Here's the problem. At runtime, we have a string containing Haskell code, metadata about the function call which includes the function signature, and a list of argument values. Is it possible to interpret this string as a Haskell function and call it with the provided arguments?

Let's start by interpreting the string. The hint library provides a high-level interface to GHC's API, which allows us to interpret strings as values of a given Haskell type. The most useful function for us is:

interpret :: Typeable a => String -> a -> m a

Given a String containing Haskell code and an expected type, interpret will attempt to construct a value of that type by interpreting the given string. We can run the interpreter using runInterpreter. For example:

> runInterpreter $ setImports ["Prelude"] >> interpret "True" (as :: Bool)
Right True

> runInterpreter $ setImports ["Prelude"] >> interpret "True" (as :: Int)
Left (WontCompile [GhcError {errMsg = "
Couldn't match expected type `GHC.Types.Int'
            with actual type `GHC.Types.Bool'"}])

We're making good progress, but now we hit a problem. Notice that we are deciding the type that interpret should return statically, at compile time. The problem statement above indicates that the type information isn't known at compile time, we only learn about that at runtime. At first this seems impossible - after all, Haskell is all about static types!

The dependent types crowd are laughing at this point. Surely we just want to write a function with this type:

interpret :: String -> (sig : Signature) -> (FunctionType sig)
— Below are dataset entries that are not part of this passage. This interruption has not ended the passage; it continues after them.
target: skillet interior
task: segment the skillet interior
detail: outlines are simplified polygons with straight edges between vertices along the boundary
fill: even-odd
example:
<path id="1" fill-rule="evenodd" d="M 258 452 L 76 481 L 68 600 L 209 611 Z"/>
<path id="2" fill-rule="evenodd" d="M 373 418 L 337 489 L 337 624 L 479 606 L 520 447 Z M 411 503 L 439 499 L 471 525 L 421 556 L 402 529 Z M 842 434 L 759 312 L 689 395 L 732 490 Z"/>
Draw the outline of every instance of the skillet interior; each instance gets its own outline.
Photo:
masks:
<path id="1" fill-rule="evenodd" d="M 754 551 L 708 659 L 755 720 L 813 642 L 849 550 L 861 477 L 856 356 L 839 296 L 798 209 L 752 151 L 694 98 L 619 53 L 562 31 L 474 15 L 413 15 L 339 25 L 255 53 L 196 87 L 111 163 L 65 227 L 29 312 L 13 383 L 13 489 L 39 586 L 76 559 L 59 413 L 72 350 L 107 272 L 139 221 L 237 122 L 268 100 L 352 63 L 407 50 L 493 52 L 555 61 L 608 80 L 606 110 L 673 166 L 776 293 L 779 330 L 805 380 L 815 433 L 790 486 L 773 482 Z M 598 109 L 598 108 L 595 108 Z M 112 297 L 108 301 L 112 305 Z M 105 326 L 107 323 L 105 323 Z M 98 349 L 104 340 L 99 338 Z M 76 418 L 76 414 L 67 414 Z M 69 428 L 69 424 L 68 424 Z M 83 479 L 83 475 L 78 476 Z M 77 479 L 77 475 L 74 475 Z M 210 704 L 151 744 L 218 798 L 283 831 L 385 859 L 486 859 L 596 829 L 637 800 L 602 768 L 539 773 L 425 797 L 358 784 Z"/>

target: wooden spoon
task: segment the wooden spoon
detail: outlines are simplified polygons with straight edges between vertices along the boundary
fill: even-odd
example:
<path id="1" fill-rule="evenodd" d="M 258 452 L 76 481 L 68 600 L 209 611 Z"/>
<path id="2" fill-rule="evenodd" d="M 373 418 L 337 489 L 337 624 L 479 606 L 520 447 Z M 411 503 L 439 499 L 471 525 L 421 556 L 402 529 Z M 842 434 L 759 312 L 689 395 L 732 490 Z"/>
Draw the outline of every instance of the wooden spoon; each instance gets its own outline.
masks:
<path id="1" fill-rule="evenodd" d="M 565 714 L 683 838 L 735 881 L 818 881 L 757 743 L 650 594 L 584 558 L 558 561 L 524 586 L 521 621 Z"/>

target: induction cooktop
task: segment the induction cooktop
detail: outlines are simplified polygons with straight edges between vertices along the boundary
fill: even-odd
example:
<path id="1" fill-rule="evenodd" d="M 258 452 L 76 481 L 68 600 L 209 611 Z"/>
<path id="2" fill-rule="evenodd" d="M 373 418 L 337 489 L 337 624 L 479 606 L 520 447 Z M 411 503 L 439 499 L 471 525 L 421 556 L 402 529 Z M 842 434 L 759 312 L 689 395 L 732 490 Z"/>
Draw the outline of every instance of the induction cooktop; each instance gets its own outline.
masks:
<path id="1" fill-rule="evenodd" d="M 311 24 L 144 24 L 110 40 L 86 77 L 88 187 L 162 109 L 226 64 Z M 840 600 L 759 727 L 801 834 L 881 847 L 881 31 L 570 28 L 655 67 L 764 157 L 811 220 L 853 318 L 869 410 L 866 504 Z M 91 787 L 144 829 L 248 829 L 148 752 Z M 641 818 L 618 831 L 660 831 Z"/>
Alas, we can't write this in Haskell. Or can we?

A Type of Types

A good first step is to clear up what we mean by "types". PostgreSQL has an open universe of types, as types can be defined at runtime. However, we'll keep things a little simpler by considering a closed universe of the following types:

data PgType = PgInt | PgString

Combining GHC's new(ish) abilities to promote data types along with type families, we can form a mapping from PostgreSQL types to Haskell types:

type family InterpretType (t :: PgType) :: *
type instance InterpretType 'PgInt = Int
type instance InterpretType 'PgString = String

The type family takes types of kind PgType to types of kind * - the kind of types of Haskell values. It's important to remember that this is all at the type level - we transform the type PgInt to the type Int. Working at the type level is not enough to solve the overarching problem, because runtime information is at the value level. In order to link types and values, we can use singleton types.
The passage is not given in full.